Bradley Merrill Thompson, a Member of the Firm in the Health Care and Life Sciences practice, in the Washington, DC, office, was quoted in an article titled "HIT Study to Assert FDA Regulates Clinical Software, Guidance Will Follow."
Following is an excerpt:
FDA device center chief Jeff Shuren told mobile health stakeholders this week that a report due to Congress early next year laying out a tri-agency framework for health IT, while primarily focusing on health IT products that fall outside of FDA's authority, will reassert FDA's plan to regulate clinical decision support software. But he added that FDA will hold off issuing draft clinical decision support software guidance until stakeholders have an opportunity to comment on that section of the report. ...
The FDA Safety and Innovation Act requires FDA, along with the Federal Communications Commission and the Office of the National Coordinator for Health Information Technology, to submit recommendations for the development of a risk-based health IT regulatory framework. ...
An industry attorney said he found it "concerning" that FDA would wait so long to issue guidance and provide much needed clarity on its clinical decision support software regulation. The big implication is that FDA is going to reexamine the line it has drawn on CDS regulation and regulate only some of the software, but it is unclear where it is going to draw that line, said Bradley Merrill Thompson, an attorney with Epstein, Becker & Green.

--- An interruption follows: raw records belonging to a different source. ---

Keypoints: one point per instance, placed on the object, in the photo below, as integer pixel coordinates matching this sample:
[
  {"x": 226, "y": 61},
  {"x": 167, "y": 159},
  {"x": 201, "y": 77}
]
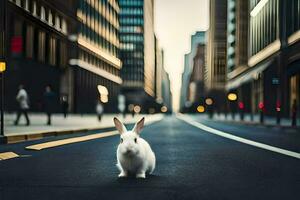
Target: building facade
[
  {"x": 237, "y": 46},
  {"x": 196, "y": 92},
  {"x": 96, "y": 62},
  {"x": 196, "y": 39},
  {"x": 272, "y": 72},
  {"x": 215, "y": 72},
  {"x": 71, "y": 45},
  {"x": 36, "y": 49},
  {"x": 162, "y": 82},
  {"x": 138, "y": 52}
]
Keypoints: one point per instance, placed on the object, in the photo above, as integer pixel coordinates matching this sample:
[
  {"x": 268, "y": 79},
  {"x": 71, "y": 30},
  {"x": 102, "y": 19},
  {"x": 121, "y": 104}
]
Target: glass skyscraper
[
  {"x": 137, "y": 47},
  {"x": 97, "y": 58}
]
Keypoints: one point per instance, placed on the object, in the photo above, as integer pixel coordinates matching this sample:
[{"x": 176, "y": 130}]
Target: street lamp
[
  {"x": 232, "y": 97},
  {"x": 2, "y": 69},
  {"x": 209, "y": 102}
]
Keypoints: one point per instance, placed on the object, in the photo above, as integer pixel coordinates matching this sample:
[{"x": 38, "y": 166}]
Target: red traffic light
[
  {"x": 278, "y": 106},
  {"x": 261, "y": 105}
]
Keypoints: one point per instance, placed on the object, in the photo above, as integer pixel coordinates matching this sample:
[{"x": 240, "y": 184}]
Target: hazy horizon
[{"x": 175, "y": 22}]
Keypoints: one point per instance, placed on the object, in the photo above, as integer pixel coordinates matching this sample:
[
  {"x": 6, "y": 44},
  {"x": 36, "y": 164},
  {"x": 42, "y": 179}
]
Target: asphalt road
[{"x": 191, "y": 164}]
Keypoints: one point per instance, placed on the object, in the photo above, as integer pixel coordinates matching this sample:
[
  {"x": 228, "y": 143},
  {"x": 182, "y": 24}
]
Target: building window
[
  {"x": 41, "y": 46},
  {"x": 43, "y": 14},
  {"x": 50, "y": 18},
  {"x": 52, "y": 51},
  {"x": 29, "y": 41}
]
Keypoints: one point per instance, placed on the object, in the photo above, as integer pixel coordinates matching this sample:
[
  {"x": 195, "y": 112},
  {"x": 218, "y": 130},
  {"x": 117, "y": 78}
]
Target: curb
[{"x": 11, "y": 139}]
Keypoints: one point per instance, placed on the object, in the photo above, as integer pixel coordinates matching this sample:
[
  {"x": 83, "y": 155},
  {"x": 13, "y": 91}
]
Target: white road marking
[{"x": 238, "y": 139}]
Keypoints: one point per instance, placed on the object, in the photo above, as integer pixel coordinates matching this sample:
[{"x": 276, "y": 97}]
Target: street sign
[{"x": 2, "y": 67}]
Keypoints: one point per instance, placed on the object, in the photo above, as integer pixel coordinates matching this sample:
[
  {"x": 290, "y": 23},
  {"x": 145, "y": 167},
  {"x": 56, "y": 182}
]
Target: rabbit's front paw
[{"x": 141, "y": 175}]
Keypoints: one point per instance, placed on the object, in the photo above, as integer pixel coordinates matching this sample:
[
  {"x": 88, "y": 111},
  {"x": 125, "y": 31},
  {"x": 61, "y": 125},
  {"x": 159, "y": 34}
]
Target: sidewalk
[
  {"x": 268, "y": 121},
  {"x": 60, "y": 125}
]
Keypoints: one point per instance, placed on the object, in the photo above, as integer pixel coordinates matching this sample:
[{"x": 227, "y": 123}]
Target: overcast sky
[{"x": 175, "y": 22}]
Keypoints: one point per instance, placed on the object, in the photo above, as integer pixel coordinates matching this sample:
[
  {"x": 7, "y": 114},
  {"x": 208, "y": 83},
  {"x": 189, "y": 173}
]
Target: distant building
[
  {"x": 166, "y": 91},
  {"x": 162, "y": 81},
  {"x": 196, "y": 39},
  {"x": 96, "y": 62},
  {"x": 215, "y": 73},
  {"x": 71, "y": 45},
  {"x": 36, "y": 48},
  {"x": 237, "y": 47},
  {"x": 271, "y": 77},
  {"x": 138, "y": 52},
  {"x": 196, "y": 92}
]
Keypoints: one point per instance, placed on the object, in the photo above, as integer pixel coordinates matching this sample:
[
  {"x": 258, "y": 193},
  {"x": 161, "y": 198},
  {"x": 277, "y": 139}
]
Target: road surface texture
[{"x": 191, "y": 164}]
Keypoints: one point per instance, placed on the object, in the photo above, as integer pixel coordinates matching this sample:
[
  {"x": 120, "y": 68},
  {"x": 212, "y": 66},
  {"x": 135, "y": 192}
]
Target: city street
[{"x": 196, "y": 159}]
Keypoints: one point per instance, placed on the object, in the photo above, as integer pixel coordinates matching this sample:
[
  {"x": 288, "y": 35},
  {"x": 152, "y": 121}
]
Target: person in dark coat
[
  {"x": 65, "y": 106},
  {"x": 49, "y": 103}
]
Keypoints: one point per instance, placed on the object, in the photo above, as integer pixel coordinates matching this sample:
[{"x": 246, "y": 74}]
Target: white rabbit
[{"x": 134, "y": 154}]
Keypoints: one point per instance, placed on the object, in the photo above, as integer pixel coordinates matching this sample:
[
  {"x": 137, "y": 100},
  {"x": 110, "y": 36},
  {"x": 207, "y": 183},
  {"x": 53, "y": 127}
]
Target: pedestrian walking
[
  {"x": 99, "y": 110},
  {"x": 294, "y": 113},
  {"x": 65, "y": 106},
  {"x": 49, "y": 103},
  {"x": 23, "y": 101}
]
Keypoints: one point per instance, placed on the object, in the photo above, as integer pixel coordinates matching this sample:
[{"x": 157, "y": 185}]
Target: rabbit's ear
[
  {"x": 139, "y": 126},
  {"x": 119, "y": 125}
]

The agency's proposed deadline of next summer to issue the guidance seems like too long to wait for clarification on the issue, said Thompson, who is also general counsel for the Clinical Decision Support Coalition. The group formed two years ago in an effort to help FDA develop CDS regulations.
"I talked to (Shuren) out in the hall and said that's kind of concerning that you're going to wait that long," he said during the mHealth Summit. "And he said maybe end of summer would be a reasonable time to see those guidances, including the CDS guidance. So we'll see. That seems like a long time."